Gardeners are the easiest people to buy gifts for because you don’t have to buy gifts for us. Creative scrounging can produce treasures with the fine patina of age: mossy brick, artfully limed pots, pre-lichened rocks, rusted machine parts: the sort of ornament a respectable garden demands as old money demands old family silver, even if it’s someone else’s family.
A gift of service always fits; every gardener has chores she puts off too long. No gardener is good at everything; chances are you can build a better trellis, prune a more difficult tree, reach or climb higher than some gardener on your list. You might pledge some hours on your food dehydrator when your friend’s tomatoes all ripen at once, or canning lessons and help. Child care while your friend works on something blissful or dangerous might be welcome.
Gardeners always have something to give each other. The economy of gardens is one of plenty. If you have rosemary or oregano, you probably have more than you can use, and someone could use some in the garden or kitchen. If you have something rare, you might be able to give away cuttings and starts. You might have a family heirloom to pass on and spread around: one of my personal favorites is the walking onion our friend Robbie’s Aunt Evelyn brought me all the way from Ohio some years back. (Oh, dear, was that legal? Auntie Ev was the soul of gentle propriety and it never occurred to me to quiz her about it.) She’d got it from her mother, who’d got it from her mother, etc.

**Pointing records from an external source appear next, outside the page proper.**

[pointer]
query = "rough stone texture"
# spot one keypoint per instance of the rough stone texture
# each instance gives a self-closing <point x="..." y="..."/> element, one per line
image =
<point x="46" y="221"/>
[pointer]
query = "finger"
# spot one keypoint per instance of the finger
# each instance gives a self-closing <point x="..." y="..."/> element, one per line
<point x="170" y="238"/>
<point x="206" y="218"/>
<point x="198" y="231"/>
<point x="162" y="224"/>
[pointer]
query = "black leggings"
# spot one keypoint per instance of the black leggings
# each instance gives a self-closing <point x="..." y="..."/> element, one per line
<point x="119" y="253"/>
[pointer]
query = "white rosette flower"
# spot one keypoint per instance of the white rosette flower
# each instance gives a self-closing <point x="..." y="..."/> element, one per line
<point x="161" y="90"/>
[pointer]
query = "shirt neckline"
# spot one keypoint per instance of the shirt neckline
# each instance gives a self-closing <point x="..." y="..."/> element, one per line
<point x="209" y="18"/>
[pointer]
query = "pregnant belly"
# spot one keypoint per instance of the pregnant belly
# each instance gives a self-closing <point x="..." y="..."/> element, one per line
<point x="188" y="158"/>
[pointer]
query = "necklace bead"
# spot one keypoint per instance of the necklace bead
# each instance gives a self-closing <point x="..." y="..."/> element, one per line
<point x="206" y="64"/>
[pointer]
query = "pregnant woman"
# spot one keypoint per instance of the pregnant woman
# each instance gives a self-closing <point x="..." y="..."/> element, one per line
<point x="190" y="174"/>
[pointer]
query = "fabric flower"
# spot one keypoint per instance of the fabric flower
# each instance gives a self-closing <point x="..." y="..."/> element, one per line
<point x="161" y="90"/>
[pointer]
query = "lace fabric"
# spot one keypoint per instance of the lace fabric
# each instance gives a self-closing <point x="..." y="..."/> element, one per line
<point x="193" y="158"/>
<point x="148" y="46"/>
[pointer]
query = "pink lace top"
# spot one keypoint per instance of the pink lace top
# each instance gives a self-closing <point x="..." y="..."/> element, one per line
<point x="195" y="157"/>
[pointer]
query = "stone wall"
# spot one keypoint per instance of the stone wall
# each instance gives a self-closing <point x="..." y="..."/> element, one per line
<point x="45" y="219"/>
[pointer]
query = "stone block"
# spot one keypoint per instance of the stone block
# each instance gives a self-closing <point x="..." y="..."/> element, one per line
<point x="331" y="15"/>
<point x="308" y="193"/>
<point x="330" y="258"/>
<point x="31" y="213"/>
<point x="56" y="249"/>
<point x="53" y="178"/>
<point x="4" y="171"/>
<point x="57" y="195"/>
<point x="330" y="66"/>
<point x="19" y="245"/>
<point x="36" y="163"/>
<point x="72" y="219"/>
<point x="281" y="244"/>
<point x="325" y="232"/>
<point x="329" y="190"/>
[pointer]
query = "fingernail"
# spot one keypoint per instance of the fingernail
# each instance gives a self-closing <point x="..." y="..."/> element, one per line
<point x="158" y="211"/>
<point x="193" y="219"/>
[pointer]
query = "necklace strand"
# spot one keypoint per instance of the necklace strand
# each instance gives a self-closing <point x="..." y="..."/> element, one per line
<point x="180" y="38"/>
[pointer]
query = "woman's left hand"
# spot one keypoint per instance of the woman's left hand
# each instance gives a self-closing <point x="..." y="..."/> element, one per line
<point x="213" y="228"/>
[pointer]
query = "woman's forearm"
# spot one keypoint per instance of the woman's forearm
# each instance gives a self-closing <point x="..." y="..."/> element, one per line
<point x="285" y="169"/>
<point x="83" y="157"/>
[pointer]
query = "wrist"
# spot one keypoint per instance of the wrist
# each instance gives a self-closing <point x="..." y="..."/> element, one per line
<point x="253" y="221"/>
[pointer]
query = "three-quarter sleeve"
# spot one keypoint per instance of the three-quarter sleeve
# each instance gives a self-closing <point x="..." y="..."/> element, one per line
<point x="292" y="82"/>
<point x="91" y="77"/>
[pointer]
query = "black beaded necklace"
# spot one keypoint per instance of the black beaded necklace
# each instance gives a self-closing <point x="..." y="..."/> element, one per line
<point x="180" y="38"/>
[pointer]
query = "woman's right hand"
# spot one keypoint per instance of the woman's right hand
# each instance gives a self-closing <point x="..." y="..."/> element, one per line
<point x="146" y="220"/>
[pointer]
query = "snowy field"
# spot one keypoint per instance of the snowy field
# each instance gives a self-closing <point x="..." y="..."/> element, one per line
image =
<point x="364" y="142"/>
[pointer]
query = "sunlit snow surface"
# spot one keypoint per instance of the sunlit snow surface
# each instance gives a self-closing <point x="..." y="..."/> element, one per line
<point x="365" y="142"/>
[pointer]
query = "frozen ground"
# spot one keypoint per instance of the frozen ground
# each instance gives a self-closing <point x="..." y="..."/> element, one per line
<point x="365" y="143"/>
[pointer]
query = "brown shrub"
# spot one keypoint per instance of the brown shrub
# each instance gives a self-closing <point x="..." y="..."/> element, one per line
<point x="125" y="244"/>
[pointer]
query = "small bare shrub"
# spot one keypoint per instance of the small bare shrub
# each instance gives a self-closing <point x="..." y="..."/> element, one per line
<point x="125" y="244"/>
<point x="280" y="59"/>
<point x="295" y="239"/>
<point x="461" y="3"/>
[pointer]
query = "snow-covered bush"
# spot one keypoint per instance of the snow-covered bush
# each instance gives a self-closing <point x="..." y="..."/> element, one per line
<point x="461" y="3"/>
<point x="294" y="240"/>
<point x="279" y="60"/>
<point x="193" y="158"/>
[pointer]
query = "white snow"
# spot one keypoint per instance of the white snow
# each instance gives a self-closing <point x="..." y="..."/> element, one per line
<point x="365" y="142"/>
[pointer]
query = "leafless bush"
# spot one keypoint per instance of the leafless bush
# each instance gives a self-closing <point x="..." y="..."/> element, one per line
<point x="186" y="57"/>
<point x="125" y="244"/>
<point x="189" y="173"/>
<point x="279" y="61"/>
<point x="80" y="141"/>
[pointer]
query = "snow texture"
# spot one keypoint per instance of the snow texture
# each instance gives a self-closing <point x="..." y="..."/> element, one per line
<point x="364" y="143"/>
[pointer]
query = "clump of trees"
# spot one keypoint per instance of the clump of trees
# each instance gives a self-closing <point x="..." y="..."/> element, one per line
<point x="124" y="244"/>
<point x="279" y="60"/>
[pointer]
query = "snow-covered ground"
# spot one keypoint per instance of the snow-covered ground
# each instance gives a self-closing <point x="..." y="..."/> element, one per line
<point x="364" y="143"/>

If you give someone an unusual plant, give him enough information to do right by it. A note on culture and the plant’s origins and history, printed out handsomely, makes the offering ceremonious.
A stack of plant catalogues and a gift certificate is a good combination; in the middle of winter, it’s immediately gratifying as garden porn. A membership to a local arboretum or botanical garden is redeemable whenever the weather’s decent. Plant societies exist for iris lovers and rose partisans, fuchsia or orchid growers, bonsai addicts, and native plant advocates in many states.

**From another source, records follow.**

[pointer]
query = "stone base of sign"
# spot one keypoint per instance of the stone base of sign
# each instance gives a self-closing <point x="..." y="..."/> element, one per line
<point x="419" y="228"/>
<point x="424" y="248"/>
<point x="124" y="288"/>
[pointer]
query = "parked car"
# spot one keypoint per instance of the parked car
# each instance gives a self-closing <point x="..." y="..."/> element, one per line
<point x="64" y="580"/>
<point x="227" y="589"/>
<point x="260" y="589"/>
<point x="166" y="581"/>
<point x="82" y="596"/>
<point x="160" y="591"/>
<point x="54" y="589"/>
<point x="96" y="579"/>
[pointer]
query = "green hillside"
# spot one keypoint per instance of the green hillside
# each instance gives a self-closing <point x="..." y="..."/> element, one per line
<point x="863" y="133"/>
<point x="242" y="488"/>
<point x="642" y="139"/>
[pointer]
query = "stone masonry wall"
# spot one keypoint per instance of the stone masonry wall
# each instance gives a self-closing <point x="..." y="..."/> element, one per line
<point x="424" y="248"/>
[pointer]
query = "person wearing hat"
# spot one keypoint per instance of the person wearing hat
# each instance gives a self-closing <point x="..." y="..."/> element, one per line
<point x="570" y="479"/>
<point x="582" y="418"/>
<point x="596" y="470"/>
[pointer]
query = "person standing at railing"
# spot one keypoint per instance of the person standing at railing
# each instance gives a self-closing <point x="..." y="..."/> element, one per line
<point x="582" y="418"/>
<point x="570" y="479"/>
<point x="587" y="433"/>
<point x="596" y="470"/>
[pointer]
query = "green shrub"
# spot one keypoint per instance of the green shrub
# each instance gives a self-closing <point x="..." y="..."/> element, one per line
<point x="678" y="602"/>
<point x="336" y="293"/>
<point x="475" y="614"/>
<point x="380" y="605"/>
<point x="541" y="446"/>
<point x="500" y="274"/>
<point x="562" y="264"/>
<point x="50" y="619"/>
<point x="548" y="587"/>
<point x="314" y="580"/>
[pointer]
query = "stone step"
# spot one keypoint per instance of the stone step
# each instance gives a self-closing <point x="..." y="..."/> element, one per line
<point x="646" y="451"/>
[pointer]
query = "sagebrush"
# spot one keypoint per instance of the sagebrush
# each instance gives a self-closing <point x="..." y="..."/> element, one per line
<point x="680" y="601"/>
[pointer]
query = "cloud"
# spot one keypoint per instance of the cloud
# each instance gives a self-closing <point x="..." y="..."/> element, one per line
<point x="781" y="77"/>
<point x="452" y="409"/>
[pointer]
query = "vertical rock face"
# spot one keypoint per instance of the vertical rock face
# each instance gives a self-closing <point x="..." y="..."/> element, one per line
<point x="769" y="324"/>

A box of worms, a composter with a difference, is gratifying in a more concrete way. This is a gift that a minimally-skilled giver doesn’t have to buy; your own already-thriving colony will supply the worms, and a box can be built or improvised. To be thorough, throw in a book on the subject and a bag of finished worm castings. The truly inspired will present these in a Godiva chocolates box.
I suppose most of my friends and family will have read this column before the holidays. I can’t wait to see what I’ll get. (Come to think of it, I can’t wait to see what I’ll give.) Whatever it is, I suppose it’ll serve me right.